Melting Si: Beyond Density Functional Theory


The determination of the melting points of solids using first principles methods is among the most challenging tasks in materials modelling.

Such calculations are computationally exceedingly demanding since in order to predict accurate melting temperatures, the free energy of the solid and the liquid must be calculated with very high precision, typically to a tolerance of about 1 meV per atom.


This requires stringent convergence tests as well as carefully laid out procedures in order to obtain sufficiently accurate absolute energies. A second, equally important issue is that the presently available density functionals are not accurate enough to yield very reliable predictions for the melting temperature. A prime example is the melting of silicon, which the local density approximation predicts to occur between 1300 and 1350 K, almost 20 % below the experimental melting point at 1687 K.
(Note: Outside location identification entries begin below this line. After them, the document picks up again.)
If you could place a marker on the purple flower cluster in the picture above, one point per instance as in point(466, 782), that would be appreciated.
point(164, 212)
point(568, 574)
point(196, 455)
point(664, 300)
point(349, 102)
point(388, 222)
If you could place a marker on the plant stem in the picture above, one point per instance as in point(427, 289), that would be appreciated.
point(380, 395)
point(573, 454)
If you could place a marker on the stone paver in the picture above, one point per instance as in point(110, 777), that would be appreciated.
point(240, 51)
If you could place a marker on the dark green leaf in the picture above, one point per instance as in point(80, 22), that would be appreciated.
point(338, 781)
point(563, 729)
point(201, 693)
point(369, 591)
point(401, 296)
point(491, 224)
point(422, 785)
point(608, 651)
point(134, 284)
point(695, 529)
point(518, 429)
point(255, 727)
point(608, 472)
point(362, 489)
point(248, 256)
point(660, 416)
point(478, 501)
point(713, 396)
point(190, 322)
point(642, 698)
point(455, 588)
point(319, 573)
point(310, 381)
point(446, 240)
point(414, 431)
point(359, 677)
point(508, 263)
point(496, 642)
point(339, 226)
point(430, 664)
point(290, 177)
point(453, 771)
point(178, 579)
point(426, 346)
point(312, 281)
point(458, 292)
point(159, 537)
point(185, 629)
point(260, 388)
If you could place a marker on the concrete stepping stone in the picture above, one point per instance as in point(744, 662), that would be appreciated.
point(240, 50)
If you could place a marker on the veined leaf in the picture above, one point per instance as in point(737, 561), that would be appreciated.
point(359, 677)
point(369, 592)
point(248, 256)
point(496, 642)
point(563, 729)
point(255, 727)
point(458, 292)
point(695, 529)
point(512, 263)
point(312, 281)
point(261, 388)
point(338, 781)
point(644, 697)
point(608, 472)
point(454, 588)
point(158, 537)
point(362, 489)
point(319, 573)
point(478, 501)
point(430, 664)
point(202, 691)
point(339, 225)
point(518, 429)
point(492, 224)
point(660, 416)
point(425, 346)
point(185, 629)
In this work the random phase approximation (RPA) an approximate many body technique, which includes exact exchange and the so called ring diagrams, is used to determine the silicon melting point. A melting temperature of about 1735 K and 1640 K without and with core polarization effects, respectively, is calculated bracketing the experimental melting temperature of 1687 K.


PHYSICAL REVIEW LETTERS 121, 195701, DOI: 10.1103/PhysRevLett.121.195701, P02 & P03

Pair correlation function of l-Si at 1680 K for different density functionals as well as RPA.